L'inculture aidant, on a tendance, surtout dans l'Algérie des toutes nouvelles générations quasi-totalement déconnectées de l'Histoire vraie du pays, à oublier que l'Algérie des années 50 du siècle passé (sous occupation française) était cosmopolite, composée essentiellement, certes, d'Algériens d'origine berbéro-arabe, de huit millions d'habitants, principalement de confession musulmane, d'une population chrétienne d'un peu plus d'un million d'habitants et d'une population de confession juive (environ 150.000 habitants) établie en Algérie bien avant la colonisation française et dont les racines pour la plupart d'entre eux remontent à l'Antiquité, bien avant que les Romains n'occupent le pays. Le décret Crémieux de 1870 leur avait accordé la nationalité française, néanmoins, ils restaient bien plus Algériens que les nouveaux colons.

Rien d'étonnant donc qu'aux côtés des «indigènes», et souvent bien avant le 1er Novembre 54, on retrouve des chrétiens et des juifs s'engageant dans le soutien et /ou la lutte pour la liberté et l'indépendance.
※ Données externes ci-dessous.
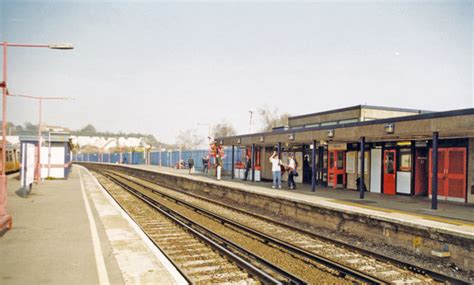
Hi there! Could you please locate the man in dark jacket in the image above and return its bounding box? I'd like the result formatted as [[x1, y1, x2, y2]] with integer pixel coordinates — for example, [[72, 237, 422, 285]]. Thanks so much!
[[244, 154, 252, 181]]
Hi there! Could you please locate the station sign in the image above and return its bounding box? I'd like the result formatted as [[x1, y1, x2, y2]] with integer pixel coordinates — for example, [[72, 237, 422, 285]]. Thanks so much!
[[328, 143, 347, 150]]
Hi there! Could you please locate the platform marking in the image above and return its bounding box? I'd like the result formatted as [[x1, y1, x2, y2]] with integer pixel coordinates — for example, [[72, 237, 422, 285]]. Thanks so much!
[[79, 170, 110, 285], [329, 199, 474, 227], [84, 165, 189, 285]]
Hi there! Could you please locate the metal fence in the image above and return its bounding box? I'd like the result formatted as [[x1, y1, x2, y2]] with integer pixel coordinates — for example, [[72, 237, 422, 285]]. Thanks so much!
[[73, 147, 245, 172]]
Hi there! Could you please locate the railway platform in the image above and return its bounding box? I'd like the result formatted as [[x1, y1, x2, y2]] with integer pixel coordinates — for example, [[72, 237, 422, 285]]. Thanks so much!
[[98, 164, 474, 280], [0, 165, 187, 284], [133, 165, 474, 227]]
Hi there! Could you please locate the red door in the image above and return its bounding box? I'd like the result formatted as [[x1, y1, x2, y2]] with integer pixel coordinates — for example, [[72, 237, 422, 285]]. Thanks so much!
[[429, 147, 466, 202], [383, 149, 397, 195], [328, 150, 346, 188]]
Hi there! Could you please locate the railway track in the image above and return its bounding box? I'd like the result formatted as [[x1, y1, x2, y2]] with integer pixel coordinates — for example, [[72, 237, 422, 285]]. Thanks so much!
[[90, 166, 464, 284], [93, 170, 351, 284]]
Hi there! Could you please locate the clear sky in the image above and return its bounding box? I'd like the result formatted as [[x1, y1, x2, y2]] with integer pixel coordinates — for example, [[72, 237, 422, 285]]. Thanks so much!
[[0, 0, 474, 142]]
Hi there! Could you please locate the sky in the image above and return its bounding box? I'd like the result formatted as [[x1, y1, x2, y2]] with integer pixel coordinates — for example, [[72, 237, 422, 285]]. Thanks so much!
[[0, 0, 474, 143]]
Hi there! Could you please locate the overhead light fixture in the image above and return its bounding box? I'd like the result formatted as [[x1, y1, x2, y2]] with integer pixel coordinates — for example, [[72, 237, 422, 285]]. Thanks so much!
[[385, 123, 395, 134]]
Certains sont devenus de véritables héros de la Révolution et reposent dans les carrés des martyrs. D'autres vivent encore dans leur pays d'origine (malgré bien des malentendus et/ou erreurs politiques en 62, puis en 65 et juste après, et les dérives islamistes des années 90), fiers d'avoir participé à la libération du pays... puis à sa reconstruction. Des rues et des places portent des noms de chouhada d'origine européenne et juive... Mais, hélas, cela reste bien insuffisant... et ce livre vient combler un peu le vide mémoriel sidéral que nous entretenons... par manque d'archives... et de culture historique ouverte sur le monde et l'universel .

Quelques noms pris au hasard : Jacqueline Guerroudj, Myriam Ben, Alice Cherki, Felix Colozzi, Hélène Cixous, De Maisonseul, Henri Maillot, Fernand Yveton, Maurice Audin, Frantz Fanon, Lisette Vincent, Jean Sénac, Jean Pélégri, Georges Torrès, Jean Pierre Said, Paul Amar, Henri Zanettacci, Georges Hadjadj, Rose Serrano, Raymonde Peschard, Henri Alleg, Daniel Timsit, Djamila Mine-Amrane, René Azoulay, Raymond Neveu, Mgr Teissier, Mgr Scotto, Claudien et Pierre Chaulet, Suzanne Chaulet, André Mandouze, Famille Pareto, Anne Marie Louanchi, Annie Steiner, Evelyne Lavalette, Famille Riveill, Serge Michel, Alexandre Chaulet, Mgr Duval, Georges Acampora, Baptiste Pereto... et d'autres... et d'autres.

L'auteur : Voir plus haut.

Extrait : «La plupart de ceux qui ont apporté leur soutien à la lutte de libération nationale dans la minorité européenne ou juive sont restés en Algérie après l'indépendance entre 1962 et 1965... Tous ont exprimé la fierté d'avoir été pour la libération de l'Algérie et d'être Algériens» (p 19).

Avis : De la superbe recherche historique (celle d'inventaire). Des fiches biographiques... Profonde émotion à leur lecture. Avec des annexes (textes et photos) d'une grande intensité.

Citations : «L'idéologie colonialiste en Algérie reposait fondamentalement sur une stratification sociale et économique dont le critère était l'appartenance ethnique et religieuse» (p 10)., «La révolution algérienne n'a pas pour but de «jeter à la mer» les Algériens d'origine européenne, mais de détruire le joug colonial inhumain» (p 12, extrait de la plateforme du Congrès de la Soummam). «Le temps est venu de choisir et de préférer à l'illusion des races la réalité d'un pays» (p 368, Jean Sénac, Extrait de la «Lettre à un jeune Français d'Algérie», mars 1956). «Il est faux de dire qu'il y a deux communautés en Algérie. En réalité, il y a deux camps : celui du colonisé et celui du colonisateur. Colonisés et colonisateurs ne peuvent plus, à notre époque, cohabiter. C'est là tout le problème «( p 390, Extrait d'une interview de Ferhat Abbas, 23 juillet 1957, in «La Révolution Algérienne» de Charles-Henri Favrod).